代码路径:framework/base/media/libmediaplayerservice/MediaPlayerService.cpp
void MediaPlayerService::instantiate() {
defaultServiceManager()->addService(
String16("media.player"), new MediaPlayerService());
}
defaultServiceManager是怎么来的,在上一篇已讲解了,它返回的就是BpServiceManger,对吧?
那我们看BpServiceManager的addService是怎么工作的,它是如何把MediaPlayerService添加到ServiceManager中的。

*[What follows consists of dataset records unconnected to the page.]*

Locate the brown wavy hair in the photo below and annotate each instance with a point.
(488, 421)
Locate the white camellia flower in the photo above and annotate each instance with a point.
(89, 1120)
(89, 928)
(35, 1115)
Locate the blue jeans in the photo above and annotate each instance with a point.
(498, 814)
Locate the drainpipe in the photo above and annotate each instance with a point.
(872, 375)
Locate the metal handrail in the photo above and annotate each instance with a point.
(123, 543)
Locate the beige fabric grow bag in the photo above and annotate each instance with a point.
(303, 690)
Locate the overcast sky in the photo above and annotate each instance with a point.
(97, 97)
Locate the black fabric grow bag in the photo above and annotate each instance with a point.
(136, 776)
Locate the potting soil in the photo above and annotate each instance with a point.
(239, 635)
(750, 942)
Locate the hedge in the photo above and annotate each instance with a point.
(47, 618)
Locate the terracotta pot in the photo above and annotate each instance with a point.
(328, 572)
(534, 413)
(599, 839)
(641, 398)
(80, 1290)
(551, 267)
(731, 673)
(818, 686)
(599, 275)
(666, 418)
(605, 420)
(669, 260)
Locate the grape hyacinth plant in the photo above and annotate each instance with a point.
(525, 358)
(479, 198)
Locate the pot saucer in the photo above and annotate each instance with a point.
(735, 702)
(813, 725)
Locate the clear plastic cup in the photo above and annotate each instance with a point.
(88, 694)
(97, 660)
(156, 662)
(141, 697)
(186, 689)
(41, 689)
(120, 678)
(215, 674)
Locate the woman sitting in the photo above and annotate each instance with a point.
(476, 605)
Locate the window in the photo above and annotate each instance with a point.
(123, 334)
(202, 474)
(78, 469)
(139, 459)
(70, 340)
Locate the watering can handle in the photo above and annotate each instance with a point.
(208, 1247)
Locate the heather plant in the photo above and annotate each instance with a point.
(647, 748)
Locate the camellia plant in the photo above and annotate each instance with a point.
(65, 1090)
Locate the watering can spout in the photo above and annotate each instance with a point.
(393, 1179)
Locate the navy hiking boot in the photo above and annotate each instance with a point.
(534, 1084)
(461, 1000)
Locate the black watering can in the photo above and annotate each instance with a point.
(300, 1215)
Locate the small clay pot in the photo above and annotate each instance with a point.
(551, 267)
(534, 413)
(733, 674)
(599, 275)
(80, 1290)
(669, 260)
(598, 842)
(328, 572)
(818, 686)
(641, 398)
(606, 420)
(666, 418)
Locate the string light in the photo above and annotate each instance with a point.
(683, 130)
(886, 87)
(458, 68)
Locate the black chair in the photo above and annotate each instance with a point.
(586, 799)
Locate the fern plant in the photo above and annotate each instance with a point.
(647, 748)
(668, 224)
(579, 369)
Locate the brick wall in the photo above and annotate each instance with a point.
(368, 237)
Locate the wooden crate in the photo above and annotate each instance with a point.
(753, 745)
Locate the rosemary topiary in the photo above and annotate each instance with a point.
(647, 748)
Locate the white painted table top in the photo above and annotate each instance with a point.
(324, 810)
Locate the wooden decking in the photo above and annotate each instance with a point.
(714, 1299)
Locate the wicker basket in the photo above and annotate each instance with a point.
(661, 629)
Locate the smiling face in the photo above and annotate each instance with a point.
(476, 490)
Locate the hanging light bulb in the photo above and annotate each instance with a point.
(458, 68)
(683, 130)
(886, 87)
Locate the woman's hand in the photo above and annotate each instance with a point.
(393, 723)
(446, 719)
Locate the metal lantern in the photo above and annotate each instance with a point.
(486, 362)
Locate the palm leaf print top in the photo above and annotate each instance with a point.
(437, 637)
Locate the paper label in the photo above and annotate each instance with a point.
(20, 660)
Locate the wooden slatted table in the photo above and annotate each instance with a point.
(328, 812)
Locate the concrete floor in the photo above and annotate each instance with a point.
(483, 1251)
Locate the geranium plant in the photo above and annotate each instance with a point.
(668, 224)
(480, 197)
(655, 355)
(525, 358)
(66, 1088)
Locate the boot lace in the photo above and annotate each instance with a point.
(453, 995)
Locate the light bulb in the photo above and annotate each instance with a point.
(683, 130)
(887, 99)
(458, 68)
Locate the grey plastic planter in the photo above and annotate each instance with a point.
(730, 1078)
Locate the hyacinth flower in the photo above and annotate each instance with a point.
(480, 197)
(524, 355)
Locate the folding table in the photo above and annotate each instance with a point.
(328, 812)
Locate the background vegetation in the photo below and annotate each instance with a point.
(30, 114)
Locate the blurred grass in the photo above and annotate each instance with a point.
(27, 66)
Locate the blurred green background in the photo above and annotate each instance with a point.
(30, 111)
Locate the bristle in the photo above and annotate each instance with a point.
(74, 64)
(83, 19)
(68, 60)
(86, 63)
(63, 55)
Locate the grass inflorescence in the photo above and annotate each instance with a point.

ServiceManager在这儿要特别的说明一下,它并没有继承BnServiceManager,而是由ServiceManager这个可执行程序所代替:
frameworks/base/cmds/servicemanager/service_manager.c
virtual status_t addService(const String16& name, const sp<IBinder>& service)
{
Parcel data, reply;
data.writeInterfaceToken(IServiceManager::getInterfaceDescriptor());//android.so.IServicemanger
data.writeString16(name);
data.writeStrongBinder(service);
status_t err = remote()->transact(ADD_SERVICE_TRANSACTION, data, &reply);
return err == NO_ERROR ? reply.readInt32() : err;
}这段代码的核心代码就是,remote->transact, 通过上一篇的学习,大家都知道到哪儿去看代码了吧,没错就是frameworks/base/libs/binder/BpBinder.cpp。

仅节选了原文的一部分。